The Arameans seemed to serve the pantheons of both Mesopotamia and Canaan, with special honor given to Hadad the storm-god, which Israel would sometime serve to their own hurt (cf. Judges 10:6). Yet the most significant contribution of the Arameans would be their language, Aramaic: the Neo-Assyrian Empire would adopt Aramaic as its language of diplomacy since its script was easier to write and more decipherable to others than Akkadian cuneiform. The various people of the ancient Near East would begin using Aramaic as the lingua franca of the region; portions of the Hebrew Bible were written in Aramaic (Jeremiah 10:11, Daniel 2:4b-7:28, Ezra 4:8-6:18, 7:12-26). By the time of Jesus most Israelites spoke Aramaic and reserved Hebrew for the reading of Scripture and certain religious writings; everything in the New Testament recorded as being said “in Hebrew” is really in Aramaic (e.g. Matthew 27:46, Mark 5:41). By the 2nd century CE Aramaic developed into what we now call Classical Syriac; the Old and New Testaments were preserved in Syriac in what is known as the Peshitta, yet from translations of the Hebrew and Greek. Thus, while Syriac is indeed the descendant of Imperial Aramaic, the language Jesus would have spoken, such does not mean one gains special access or greater closeness to the original words of Jesus by consulting the Syriac Peshitta.

What the Arameans of Damascus experienced would become the fate of almost all the small Aramean, Hittite, and Hurrian states in eastern Turkey and the Levant: all would come under Assyrian dominion, annexation, and exile, including the Kingdom of Israel (cf. 2 Kings 17:1-6, 18:33-35). While the Neo-Assyrian Empire would suffer its astonishing fall and collapse by 609 BCE (cf. Nahum 1:1-3:19), the Assyrian domination of Aram has been preserved ever since. When the Greeks emerged from their “Dark Age” and made contact again with the land of the Arameans and related areas, they would call all the lands from the northern Levant to modern-day northern Iraq “Syria” or “Assyria,” and thus the land centered on Damascus has been known as Syria ever since. It is hard to deny the cold reality which the Greeks expressed with such a term: no doubt many descendants of Arameans lived in various parts of “Syria,” but the population distribution had been significantly manipulated by the Assyrians. The land of Syria would pass through the hands of the Babylonians, Persians, Greeks, and Romans, and would undergo the same process of “Hellenization” as the rest of the Mediterranean world; the Gospel would sound forth throughout Syria and led to the conversion of most of its population by 300 CE; the sound of Syriac can still be heard in Syriac and Assyrian churches. After the Arab invasions of the seventh century CE the land would become predominantly Muslim as it is to this day.

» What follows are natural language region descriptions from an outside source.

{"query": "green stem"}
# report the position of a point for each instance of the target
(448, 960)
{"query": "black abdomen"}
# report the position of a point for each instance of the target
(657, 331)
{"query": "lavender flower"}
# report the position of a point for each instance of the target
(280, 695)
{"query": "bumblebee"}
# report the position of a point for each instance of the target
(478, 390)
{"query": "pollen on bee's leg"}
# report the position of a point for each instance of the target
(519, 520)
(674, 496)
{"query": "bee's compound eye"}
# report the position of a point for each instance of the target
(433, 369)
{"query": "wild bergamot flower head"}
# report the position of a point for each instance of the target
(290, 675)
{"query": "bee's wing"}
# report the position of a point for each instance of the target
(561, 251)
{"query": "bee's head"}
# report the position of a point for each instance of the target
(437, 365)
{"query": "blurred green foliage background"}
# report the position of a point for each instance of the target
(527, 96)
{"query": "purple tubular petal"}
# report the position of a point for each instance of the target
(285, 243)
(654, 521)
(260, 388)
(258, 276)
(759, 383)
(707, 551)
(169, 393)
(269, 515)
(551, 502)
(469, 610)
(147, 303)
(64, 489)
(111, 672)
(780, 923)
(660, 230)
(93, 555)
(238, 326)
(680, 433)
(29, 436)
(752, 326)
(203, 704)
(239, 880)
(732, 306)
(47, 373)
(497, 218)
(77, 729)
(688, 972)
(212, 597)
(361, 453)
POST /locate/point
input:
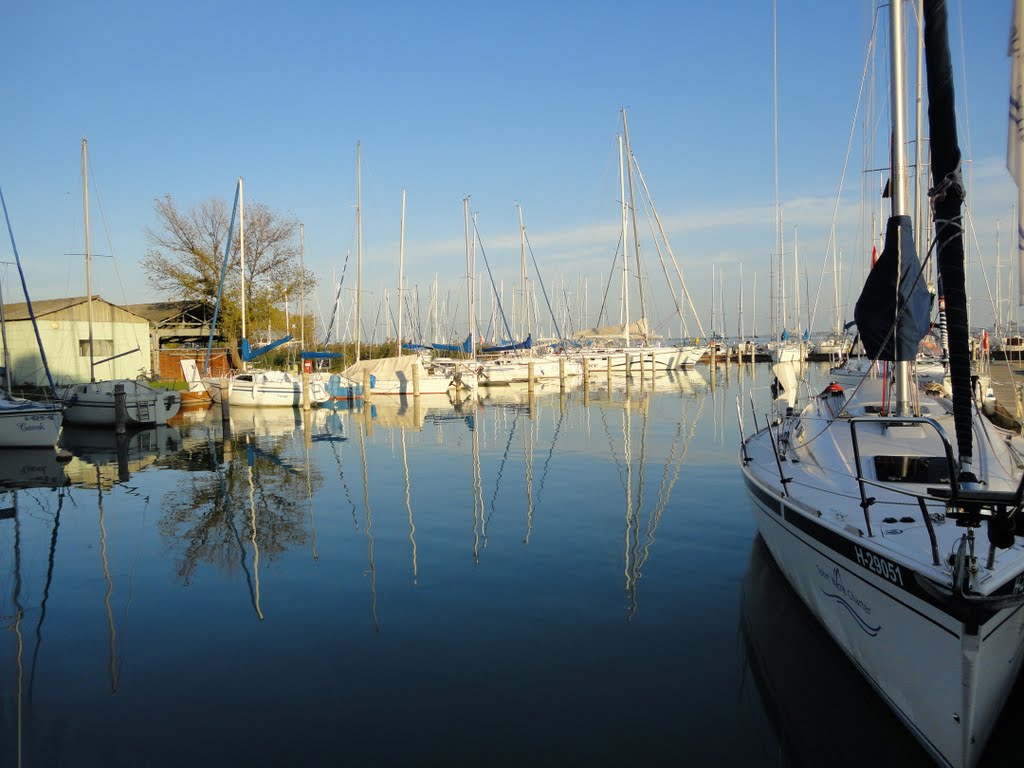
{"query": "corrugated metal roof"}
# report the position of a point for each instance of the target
(19, 311)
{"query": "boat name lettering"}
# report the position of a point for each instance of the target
(880, 565)
(835, 580)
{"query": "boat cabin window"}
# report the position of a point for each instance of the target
(924, 469)
(99, 346)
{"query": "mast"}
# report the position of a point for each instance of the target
(401, 264)
(88, 259)
(796, 276)
(780, 298)
(626, 262)
(633, 208)
(898, 178)
(524, 320)
(242, 261)
(358, 247)
(302, 291)
(469, 278)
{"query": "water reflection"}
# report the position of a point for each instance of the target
(374, 563)
(30, 468)
(252, 503)
(102, 458)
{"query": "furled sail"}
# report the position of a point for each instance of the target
(893, 313)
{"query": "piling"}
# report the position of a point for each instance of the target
(120, 409)
(225, 406)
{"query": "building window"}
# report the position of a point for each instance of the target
(100, 346)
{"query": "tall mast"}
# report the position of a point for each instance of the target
(796, 276)
(469, 276)
(898, 183)
(88, 259)
(242, 261)
(626, 261)
(636, 240)
(302, 290)
(358, 247)
(783, 314)
(401, 264)
(780, 297)
(739, 320)
(524, 321)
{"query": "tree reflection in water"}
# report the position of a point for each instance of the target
(254, 496)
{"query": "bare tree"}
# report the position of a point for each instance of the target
(187, 249)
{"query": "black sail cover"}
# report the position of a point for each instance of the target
(947, 197)
(886, 302)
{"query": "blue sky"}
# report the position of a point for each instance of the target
(504, 102)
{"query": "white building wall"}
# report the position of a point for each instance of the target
(64, 351)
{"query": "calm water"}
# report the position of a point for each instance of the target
(572, 582)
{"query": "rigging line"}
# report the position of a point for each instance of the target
(541, 280)
(554, 441)
(611, 446)
(846, 159)
(501, 466)
(501, 309)
(46, 592)
(607, 286)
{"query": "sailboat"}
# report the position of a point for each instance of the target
(895, 515)
(403, 374)
(92, 402)
(25, 423)
(516, 361)
(632, 344)
(255, 387)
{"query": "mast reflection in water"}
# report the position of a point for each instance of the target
(505, 581)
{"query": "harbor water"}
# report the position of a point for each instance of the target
(572, 578)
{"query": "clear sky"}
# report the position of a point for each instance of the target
(502, 101)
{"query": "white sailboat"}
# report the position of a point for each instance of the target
(92, 403)
(615, 347)
(517, 365)
(402, 374)
(899, 522)
(25, 423)
(258, 387)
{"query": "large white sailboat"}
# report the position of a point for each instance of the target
(631, 345)
(897, 516)
(257, 387)
(93, 402)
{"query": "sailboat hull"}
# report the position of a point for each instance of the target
(945, 680)
(93, 404)
(266, 389)
(29, 424)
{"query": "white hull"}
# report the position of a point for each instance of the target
(29, 424)
(924, 663)
(650, 358)
(266, 389)
(516, 370)
(787, 351)
(877, 590)
(428, 385)
(92, 404)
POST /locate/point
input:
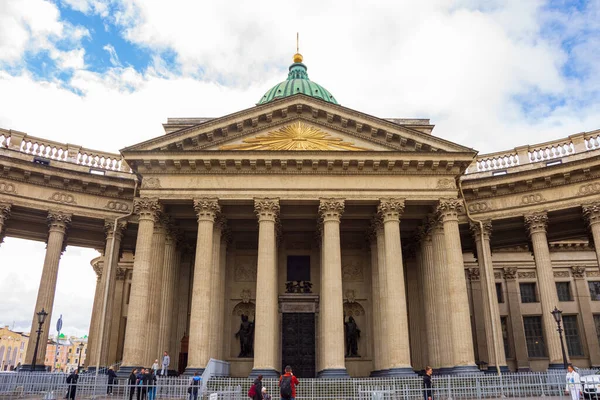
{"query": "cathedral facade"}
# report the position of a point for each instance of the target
(300, 232)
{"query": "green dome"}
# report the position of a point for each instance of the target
(297, 82)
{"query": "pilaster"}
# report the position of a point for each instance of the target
(536, 226)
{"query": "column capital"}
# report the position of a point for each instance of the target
(510, 273)
(147, 208)
(578, 272)
(207, 208)
(109, 226)
(591, 213)
(331, 209)
(450, 208)
(266, 209)
(476, 230)
(536, 222)
(390, 209)
(59, 221)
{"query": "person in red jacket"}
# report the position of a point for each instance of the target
(287, 384)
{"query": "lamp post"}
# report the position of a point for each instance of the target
(80, 352)
(557, 314)
(41, 318)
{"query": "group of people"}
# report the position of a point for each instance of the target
(287, 387)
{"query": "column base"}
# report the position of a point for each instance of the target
(189, 371)
(465, 370)
(402, 371)
(334, 373)
(265, 372)
(556, 366)
(38, 368)
(493, 370)
(125, 370)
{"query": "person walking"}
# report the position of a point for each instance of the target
(111, 380)
(72, 382)
(151, 385)
(427, 386)
(132, 383)
(287, 384)
(194, 385)
(573, 383)
(165, 364)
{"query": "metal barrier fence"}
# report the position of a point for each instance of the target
(512, 385)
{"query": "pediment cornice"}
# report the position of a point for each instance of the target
(256, 119)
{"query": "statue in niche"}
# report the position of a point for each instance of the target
(246, 336)
(352, 335)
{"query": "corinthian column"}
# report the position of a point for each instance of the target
(154, 289)
(591, 213)
(4, 215)
(168, 291)
(109, 274)
(491, 312)
(462, 338)
(536, 225)
(332, 301)
(396, 335)
(58, 223)
(198, 352)
(266, 320)
(134, 349)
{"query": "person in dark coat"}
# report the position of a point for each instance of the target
(427, 386)
(112, 375)
(72, 382)
(258, 388)
(132, 381)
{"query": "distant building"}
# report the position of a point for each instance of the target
(13, 346)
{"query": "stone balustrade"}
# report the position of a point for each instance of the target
(52, 150)
(541, 152)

The Arameans have their place in the story of God and His people; the Israelites descended in significant part from Arameans, shared a similar language, and often fought both with and beside the Arameans. Aram of Damascus faded away, yet its language would be on the tongue of the Son of God, and its people dispersed in Syria and Assyria would eventually hear the Gospel and many would turn to the God of Israel through the Lord Jesus Christ. May we all find salvation through God in Christ and obtain the resurrection of life!